Review of Ying xiong on Filmviews.net
Year2002 ReviewerChris Docker
Perhaps the most visually beautiful movie of the year. This epic tale of moral dilemmas, heroism and the legendary and supernaturally gifted swordsmen of the warring states before the unification of China, leaves you gasping with the sheer audacity of the artistry. The only real connection with Crouching Tiger, Hidden Dragon (which I'm afraid I personally found a little tedious) is the use of stunning imagery and landscapes to make, I suppose, what was traditionally a male-dominated film market - boys doing battle - appeal to women as well. But the similarity stops there - Hero is about moral paradoxes, self-sacrifice, difficult questions of leadership - but all handled in a sublime panorama of visual extravagance.
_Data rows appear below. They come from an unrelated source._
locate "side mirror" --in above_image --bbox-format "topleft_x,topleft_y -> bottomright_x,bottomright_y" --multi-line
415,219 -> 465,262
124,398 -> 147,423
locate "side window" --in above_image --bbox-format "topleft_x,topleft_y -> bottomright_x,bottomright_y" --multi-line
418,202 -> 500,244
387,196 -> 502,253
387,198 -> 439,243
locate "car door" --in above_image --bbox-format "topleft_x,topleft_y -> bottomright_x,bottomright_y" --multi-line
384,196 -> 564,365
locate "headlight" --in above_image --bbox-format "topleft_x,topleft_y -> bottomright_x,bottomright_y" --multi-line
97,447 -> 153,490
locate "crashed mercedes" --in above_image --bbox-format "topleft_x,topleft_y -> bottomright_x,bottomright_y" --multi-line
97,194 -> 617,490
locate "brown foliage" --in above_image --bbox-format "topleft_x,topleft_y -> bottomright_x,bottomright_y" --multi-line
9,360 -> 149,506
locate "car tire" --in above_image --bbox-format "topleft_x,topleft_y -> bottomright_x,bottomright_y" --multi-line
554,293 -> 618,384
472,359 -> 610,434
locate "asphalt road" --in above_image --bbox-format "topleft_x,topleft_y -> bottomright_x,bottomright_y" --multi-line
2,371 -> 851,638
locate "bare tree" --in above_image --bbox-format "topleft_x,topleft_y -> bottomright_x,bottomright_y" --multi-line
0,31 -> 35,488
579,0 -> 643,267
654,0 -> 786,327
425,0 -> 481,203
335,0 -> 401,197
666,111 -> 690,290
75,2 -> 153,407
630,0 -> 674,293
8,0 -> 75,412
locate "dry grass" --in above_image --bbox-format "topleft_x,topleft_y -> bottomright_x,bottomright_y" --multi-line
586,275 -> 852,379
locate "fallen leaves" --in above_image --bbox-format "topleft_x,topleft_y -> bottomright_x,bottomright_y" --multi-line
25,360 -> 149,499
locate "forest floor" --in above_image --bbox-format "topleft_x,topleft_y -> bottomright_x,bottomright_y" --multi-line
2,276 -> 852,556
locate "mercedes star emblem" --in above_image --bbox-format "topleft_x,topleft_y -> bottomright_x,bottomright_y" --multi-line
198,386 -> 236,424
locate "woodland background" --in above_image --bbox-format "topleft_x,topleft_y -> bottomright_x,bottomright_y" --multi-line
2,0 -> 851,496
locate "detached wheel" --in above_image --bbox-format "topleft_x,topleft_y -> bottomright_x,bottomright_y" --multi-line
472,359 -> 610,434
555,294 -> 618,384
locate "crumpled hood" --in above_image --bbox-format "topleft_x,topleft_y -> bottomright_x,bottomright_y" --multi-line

A nameless official challenges the evil ruler. His skill in swordsmanship has been aided by the study of human relations, of calligraphy, of numerous other arts. We travel across China - the Viet-nam-like tropics with strange mountains, barren plains, breathtaking mountains, colossal palaces. The characters dress in a way that gives further clues as we see the story from different sides - green, yellow and red all having different symbolism. The one jarring factor is the dubious political message which smacks of justification for totalitarianism - with not only a wink to modern China but also to the United States and its expansionist foreign policy and the sort of justifications that Bush type administrations use. The film has possibly meddled with history in terms of the main characters and their actual moral fibre or real motives. In what has become a legendary injustice, the Disney/Miramax empire did not released Hero in the USA until February 2004 - fourteen months after it was released in Hong Kong, and a full year after it received an Academy Award and Golden Globe Nomination for Best Foreign Language Film of 2002 (a fact not highlighted in the promotional trailers and posters very much).